A trend towards more “natural” diets that better mimic what an animal would eat in the wild is growing in small pet food. | Courtesy Versele-Laga
One of the subsets of this natural trend is “products that use ingredients that can be found in the natural habitat of the small animal,” such as meal worms, said Mortier. “The majority of the omnivore [diets] are still 100% vegetable protein,” which is in contrast with the animals’ natural diets, he said.
Just as in dog and cat food, the small pet segment is shifting into more complex formulas that take “natural” diets into account.

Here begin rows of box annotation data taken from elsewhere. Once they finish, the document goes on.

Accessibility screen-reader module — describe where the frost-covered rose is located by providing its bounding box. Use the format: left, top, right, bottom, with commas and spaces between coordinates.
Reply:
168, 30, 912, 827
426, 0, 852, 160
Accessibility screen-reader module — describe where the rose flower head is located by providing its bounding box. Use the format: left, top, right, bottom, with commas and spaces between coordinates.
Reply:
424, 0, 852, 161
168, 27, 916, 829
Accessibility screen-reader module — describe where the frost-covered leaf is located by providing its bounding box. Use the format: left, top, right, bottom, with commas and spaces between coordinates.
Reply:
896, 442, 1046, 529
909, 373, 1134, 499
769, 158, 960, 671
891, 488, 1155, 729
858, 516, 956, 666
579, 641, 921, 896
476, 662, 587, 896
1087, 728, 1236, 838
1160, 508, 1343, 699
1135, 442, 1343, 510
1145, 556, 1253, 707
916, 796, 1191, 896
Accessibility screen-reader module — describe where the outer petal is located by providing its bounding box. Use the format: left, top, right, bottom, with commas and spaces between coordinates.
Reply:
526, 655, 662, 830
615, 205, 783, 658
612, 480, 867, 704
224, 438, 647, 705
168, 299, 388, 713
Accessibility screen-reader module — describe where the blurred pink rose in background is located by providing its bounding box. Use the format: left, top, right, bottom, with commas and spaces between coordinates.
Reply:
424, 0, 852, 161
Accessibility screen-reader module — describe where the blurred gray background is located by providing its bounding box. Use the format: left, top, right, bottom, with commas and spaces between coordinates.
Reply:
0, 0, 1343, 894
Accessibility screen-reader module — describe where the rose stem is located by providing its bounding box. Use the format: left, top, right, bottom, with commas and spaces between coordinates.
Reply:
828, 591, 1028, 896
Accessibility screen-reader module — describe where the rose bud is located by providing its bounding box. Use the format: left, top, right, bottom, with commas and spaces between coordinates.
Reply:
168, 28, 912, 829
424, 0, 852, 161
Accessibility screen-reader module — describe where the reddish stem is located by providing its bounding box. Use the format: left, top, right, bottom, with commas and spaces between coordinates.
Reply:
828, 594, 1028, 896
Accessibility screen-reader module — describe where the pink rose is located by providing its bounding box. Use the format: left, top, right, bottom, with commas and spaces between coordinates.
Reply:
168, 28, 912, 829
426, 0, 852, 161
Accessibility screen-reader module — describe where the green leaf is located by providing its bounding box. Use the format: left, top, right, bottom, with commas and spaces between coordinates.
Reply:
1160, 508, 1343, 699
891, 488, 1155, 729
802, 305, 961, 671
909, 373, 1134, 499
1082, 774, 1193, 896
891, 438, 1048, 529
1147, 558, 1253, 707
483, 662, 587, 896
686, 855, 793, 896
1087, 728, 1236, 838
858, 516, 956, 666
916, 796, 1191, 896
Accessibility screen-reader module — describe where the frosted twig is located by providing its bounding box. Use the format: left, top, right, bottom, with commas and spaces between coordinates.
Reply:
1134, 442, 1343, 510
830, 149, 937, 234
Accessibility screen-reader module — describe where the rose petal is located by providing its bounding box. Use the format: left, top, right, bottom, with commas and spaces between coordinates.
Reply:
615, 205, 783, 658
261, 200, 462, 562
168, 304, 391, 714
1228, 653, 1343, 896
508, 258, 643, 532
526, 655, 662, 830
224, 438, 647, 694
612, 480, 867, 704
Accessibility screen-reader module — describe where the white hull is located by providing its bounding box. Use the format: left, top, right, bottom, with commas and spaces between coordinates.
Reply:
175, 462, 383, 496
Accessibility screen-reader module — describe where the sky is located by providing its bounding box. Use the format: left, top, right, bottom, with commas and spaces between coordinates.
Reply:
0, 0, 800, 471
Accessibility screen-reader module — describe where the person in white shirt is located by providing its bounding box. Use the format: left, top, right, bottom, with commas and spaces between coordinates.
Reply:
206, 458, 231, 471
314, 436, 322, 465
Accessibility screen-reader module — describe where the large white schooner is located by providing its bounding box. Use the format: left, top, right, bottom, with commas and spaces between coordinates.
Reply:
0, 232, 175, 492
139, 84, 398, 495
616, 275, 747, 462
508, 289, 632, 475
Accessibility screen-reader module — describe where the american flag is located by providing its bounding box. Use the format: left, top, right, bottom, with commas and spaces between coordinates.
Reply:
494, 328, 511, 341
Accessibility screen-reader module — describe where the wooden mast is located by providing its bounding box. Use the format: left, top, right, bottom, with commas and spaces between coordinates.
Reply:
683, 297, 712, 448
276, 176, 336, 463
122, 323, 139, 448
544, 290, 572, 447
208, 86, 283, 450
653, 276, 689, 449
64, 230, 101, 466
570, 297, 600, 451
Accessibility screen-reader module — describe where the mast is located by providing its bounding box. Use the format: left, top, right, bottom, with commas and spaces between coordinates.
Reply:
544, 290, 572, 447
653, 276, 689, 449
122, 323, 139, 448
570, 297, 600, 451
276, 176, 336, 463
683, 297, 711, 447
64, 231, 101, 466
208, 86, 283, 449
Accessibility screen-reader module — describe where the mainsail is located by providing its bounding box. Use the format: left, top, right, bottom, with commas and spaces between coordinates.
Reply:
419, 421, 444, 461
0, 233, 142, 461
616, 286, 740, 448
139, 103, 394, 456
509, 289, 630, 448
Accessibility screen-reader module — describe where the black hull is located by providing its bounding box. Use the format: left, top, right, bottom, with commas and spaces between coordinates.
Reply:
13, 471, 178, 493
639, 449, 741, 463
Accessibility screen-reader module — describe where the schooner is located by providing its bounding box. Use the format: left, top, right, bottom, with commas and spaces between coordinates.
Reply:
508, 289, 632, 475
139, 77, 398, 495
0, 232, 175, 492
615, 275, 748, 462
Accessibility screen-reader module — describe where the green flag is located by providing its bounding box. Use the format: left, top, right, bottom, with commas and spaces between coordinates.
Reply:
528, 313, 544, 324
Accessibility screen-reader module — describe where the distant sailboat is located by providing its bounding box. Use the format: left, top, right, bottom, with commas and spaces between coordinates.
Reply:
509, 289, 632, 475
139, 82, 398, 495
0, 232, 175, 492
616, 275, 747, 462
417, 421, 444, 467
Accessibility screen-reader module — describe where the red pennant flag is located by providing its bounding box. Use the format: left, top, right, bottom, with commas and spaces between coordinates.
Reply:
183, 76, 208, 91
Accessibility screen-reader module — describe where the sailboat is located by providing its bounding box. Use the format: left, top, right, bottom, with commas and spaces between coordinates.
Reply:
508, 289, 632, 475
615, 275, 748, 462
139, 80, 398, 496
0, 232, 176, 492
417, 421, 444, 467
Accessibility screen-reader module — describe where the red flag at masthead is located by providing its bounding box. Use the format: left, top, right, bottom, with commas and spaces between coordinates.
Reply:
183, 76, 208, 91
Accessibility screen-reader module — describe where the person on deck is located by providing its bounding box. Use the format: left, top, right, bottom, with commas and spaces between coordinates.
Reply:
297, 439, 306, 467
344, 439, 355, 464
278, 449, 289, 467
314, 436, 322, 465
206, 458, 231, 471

“There is a big trend for using natural ingredients that better reflect the diet of small herbivores in the wild,” said Hamblion. “In particular, we have seen an increasing demand for grain-free products. Many owners feel that grain-free diets are less likely to cause health or digestive problems in their pets.”
Answering the trends: new products on the market
In response to these two trends, companies are doing everything from acquiring new resources to reformulating existing lines to releasing new products in order to meet pet owner needs.
“We have acquired Higgins Premium Pet Foods,” a company that has a wide bird and small animal assortment with good USA representation, said Mortier. “Higgins doesn’t use any artificial colors, preservative or flavorings, and hasn’t since before it become a trend — it has always been their philosophy.”
In addition, “we [launched] our Nature and Complete assortment of food and snacks during Superzoo 2019 (exclusively for the USA) as we have upgraded the product to be all natural,” said Mortier.
Vitakraft is also focusing on an all-natural relaunch.
“In the next month, we will be re-launching our Sunseed Vita Prima line of diets for small animals and birds,” said Fain. “They are free from any artificial colors, flavors and preservatives, and the foraging blends feature our new ancient grain-based extruded pellets. Ancient grains can offer greater amounts and more variety of nutrients than modern grains like wheat.”
And Supreme has taken on the grain-free trend with a new line of products.
“We have launched Selective Grain Free, a new product which is high in fiber and contains Timothy Hay, garden vegetables and linseed,” said Hamblion. “You won’t find any corn or wheat in this product. Given the demand for natural, grain-free products, retailers will see this flying off the shelves. In fact, our Selective range is growing 26% year-on-year in the U.S. because we are listening to market demands.”
The future of small pet food trends
Similar to dog and cat, small pet food products are headed toward more customization options, more human-based ideas and higher-quality formulas.
“I think we’ll continue to see products that reflect the growing humanization of pets, particularly with regard to small animal food and treats,” said Fain. “No doubt we’ll soon start to see more small animal foods and treats that are made with new and unique ingredients, and possibly more products that focus on specific health needs for small pets, like treats designed to promote dental or digestive health.”
And as with all trends I the pet food space, one thing will likely lead to another.
“The trend for natural ingredients is likely to continue and we will start to see a greater emphasis on sustainability and environmental sensitivity in sourcing ingredients and manufacturing,” said Hamblion. “Pet humanization will continue to increase the desire for premium, innovative and novel offerings — including natural, functional and gourmet foods and treats — and species-specific formulas being adapted to specific breeds, lifestyles and even to individual pets.”